Вот и уехало. Вместе с охранниками — Гришей, Васей и Борисом, вместе с девочками-секретаршами, которых он любил иногда у себя в кабинете, как ему по званию положено, вместе с бухгалтером — серой мышкой, Греком к нему приставленной — все уехало — ту-ту!..

Убьют теперь. Ну, ясно, убьют. Так чего горевать? Все равно — от этих ребят не убежишь.

Сайгон.

Старые времена. Васька Леков — сколько вместе портвейна выпито, сколько раз он на его концертах квартирных, подпольных сидел. Правда, Васька — сука, его на Грека и вывел, сам того не желая… Да что теперь?

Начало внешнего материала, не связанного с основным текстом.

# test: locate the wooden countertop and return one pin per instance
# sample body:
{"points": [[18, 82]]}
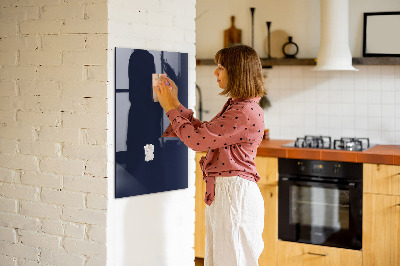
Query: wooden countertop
{"points": [[379, 154]]}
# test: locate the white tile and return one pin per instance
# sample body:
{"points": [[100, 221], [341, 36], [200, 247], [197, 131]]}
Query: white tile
{"points": [[322, 109], [334, 109], [308, 72], [285, 83], [388, 84], [286, 120], [360, 133], [388, 124], [361, 123], [348, 123], [286, 132], [348, 132], [388, 110], [296, 71], [388, 137], [335, 122], [322, 122], [322, 96], [388, 97], [334, 83], [361, 110], [285, 71], [387, 72], [347, 109], [375, 136], [321, 83], [374, 123], [335, 95], [297, 83], [374, 110], [361, 97], [310, 95], [373, 70], [374, 97], [348, 96], [310, 108], [374, 84]]}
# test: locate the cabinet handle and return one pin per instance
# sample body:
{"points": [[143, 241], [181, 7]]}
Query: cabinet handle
{"points": [[318, 254]]}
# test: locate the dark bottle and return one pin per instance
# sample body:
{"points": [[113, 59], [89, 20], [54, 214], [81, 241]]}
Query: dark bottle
{"points": [[290, 49]]}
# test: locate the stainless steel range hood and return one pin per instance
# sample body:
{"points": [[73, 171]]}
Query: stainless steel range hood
{"points": [[334, 52]]}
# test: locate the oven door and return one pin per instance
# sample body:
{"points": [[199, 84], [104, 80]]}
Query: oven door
{"points": [[320, 212]]}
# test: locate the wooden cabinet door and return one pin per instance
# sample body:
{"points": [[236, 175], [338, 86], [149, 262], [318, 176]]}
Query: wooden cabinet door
{"points": [[381, 230], [270, 233], [297, 254], [267, 168], [200, 207], [381, 179]]}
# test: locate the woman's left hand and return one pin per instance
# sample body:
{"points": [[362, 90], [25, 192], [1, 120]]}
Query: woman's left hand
{"points": [[164, 96]]}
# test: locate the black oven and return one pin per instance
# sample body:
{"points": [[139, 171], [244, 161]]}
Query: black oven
{"points": [[320, 202]]}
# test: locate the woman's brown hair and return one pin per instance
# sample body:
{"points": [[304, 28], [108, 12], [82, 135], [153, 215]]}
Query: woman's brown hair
{"points": [[245, 78]]}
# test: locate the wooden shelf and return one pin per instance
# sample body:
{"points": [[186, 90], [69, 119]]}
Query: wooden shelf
{"points": [[312, 61]]}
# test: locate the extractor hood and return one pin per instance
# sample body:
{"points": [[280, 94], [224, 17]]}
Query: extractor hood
{"points": [[334, 51]]}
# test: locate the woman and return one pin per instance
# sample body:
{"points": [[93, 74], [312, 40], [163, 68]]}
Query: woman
{"points": [[235, 207]]}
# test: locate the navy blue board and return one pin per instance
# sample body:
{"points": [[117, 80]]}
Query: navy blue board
{"points": [[140, 121]]}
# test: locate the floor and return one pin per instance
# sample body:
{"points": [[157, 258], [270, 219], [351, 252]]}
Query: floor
{"points": [[199, 262]]}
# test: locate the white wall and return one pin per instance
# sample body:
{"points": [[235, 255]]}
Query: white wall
{"points": [[155, 229], [337, 104], [53, 185]]}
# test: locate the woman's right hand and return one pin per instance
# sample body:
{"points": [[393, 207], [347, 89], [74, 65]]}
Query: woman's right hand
{"points": [[174, 90]]}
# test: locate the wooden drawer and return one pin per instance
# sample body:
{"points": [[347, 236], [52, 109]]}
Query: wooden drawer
{"points": [[267, 168], [381, 230], [381, 179], [298, 254]]}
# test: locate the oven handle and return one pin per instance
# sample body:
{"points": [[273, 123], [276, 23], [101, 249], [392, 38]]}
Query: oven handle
{"points": [[329, 184]]}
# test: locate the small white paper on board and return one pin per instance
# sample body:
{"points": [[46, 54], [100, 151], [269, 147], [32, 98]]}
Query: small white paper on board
{"points": [[148, 152]]}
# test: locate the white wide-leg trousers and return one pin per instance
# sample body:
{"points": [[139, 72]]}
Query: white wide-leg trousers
{"points": [[234, 223]]}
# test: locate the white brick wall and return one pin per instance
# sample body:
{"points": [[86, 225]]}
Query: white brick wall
{"points": [[53, 110]]}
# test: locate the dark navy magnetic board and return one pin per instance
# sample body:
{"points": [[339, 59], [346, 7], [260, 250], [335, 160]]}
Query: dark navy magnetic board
{"points": [[139, 121]]}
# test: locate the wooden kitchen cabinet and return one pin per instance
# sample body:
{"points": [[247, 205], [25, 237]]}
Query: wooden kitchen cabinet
{"points": [[267, 168], [381, 215], [381, 230], [381, 179], [298, 254], [200, 207]]}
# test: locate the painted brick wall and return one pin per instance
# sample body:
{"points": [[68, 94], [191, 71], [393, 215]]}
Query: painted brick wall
{"points": [[155, 229], [53, 118]]}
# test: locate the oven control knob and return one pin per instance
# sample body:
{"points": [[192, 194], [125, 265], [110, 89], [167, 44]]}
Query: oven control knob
{"points": [[336, 169]]}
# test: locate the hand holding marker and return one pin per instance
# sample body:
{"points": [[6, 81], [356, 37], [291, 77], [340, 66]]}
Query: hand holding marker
{"points": [[166, 91]]}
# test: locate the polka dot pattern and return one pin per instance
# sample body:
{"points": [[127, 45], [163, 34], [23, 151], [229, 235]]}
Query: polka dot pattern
{"points": [[231, 139]]}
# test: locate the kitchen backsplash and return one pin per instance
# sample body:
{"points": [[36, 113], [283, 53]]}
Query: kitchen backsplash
{"points": [[337, 104]]}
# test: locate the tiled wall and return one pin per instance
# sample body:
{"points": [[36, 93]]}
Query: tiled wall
{"points": [[338, 104]]}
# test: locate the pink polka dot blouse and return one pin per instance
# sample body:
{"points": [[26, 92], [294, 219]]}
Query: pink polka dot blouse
{"points": [[231, 139]]}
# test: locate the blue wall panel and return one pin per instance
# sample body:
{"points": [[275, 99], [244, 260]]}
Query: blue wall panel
{"points": [[140, 121]]}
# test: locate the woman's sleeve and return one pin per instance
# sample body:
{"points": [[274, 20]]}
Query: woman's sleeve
{"points": [[223, 131], [188, 114]]}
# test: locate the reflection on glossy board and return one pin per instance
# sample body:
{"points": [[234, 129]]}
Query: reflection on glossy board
{"points": [[144, 162]]}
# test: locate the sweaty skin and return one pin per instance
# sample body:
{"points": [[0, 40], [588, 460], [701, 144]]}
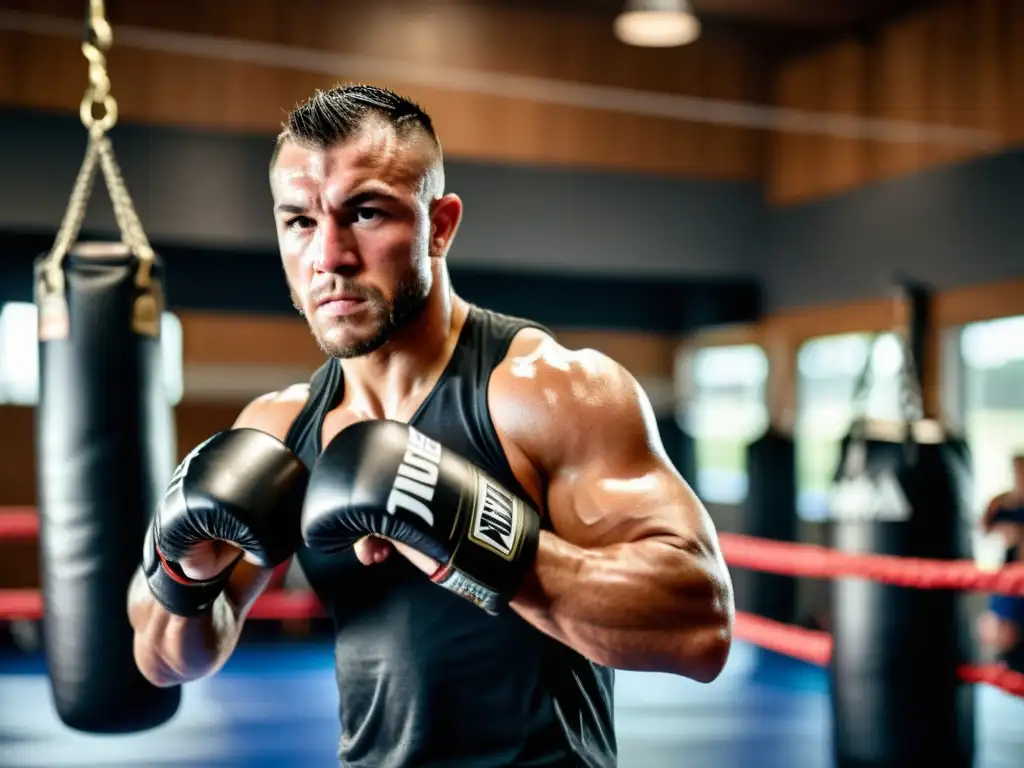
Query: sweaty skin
{"points": [[630, 576]]}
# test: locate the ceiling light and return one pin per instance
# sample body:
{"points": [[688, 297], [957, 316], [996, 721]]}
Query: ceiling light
{"points": [[656, 24]]}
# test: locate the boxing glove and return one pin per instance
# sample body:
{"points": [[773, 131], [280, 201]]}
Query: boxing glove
{"points": [[243, 486], [387, 478]]}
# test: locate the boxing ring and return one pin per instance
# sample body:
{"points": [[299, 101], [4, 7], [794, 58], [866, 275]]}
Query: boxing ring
{"points": [[275, 704]]}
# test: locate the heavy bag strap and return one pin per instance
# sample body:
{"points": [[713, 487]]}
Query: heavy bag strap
{"points": [[98, 113]]}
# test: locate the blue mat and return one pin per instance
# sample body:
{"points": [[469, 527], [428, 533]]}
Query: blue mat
{"points": [[276, 707]]}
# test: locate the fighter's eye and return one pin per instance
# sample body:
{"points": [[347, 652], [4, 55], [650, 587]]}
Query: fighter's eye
{"points": [[369, 214], [300, 222]]}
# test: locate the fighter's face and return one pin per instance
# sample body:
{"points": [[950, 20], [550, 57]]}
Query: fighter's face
{"points": [[353, 227]]}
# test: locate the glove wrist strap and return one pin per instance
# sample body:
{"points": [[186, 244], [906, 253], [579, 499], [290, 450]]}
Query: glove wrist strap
{"points": [[172, 589]]}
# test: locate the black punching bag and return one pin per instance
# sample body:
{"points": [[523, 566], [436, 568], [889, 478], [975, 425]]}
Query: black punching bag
{"points": [[770, 512], [902, 488], [104, 448]]}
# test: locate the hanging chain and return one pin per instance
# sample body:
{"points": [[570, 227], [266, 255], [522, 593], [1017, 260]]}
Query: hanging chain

Какая разница.

На дачу нужно ехать. Воздухом подышать. Посидеть на приступочке, не думая ни о чем, выкурить беломорорину-другую… Соседке — Верке подмигнуть, покалякать с ней…

Прошел по Рубинштейна, вышел на Невский.

Пересек Владимирский — как реку переплыл.

Вошел в знакомую дверь — сразу, не колеблясь.

И тотчас Сашу Царева обступил желтоватый тусклый свет, неясное мелькание лиц, краснеющие над стойкой автоматы-кофеварки. И запах.

Говорят, именно запахи острее всего будят в человеке воспоминания.

Будят — не то слово. Слишком слабое. Все шесть — или сколько их там у человека — чувств воспряли разом, пробужденные этим густым духом, почти вонью, пережаренного кофе «плантейшн». И еще примешивался неуловимый и не воспроизводимый потом нигде запах, застрявший в волосах и свитерах собравшихся. Сладковатый — анаши, кисловатый — старого пота.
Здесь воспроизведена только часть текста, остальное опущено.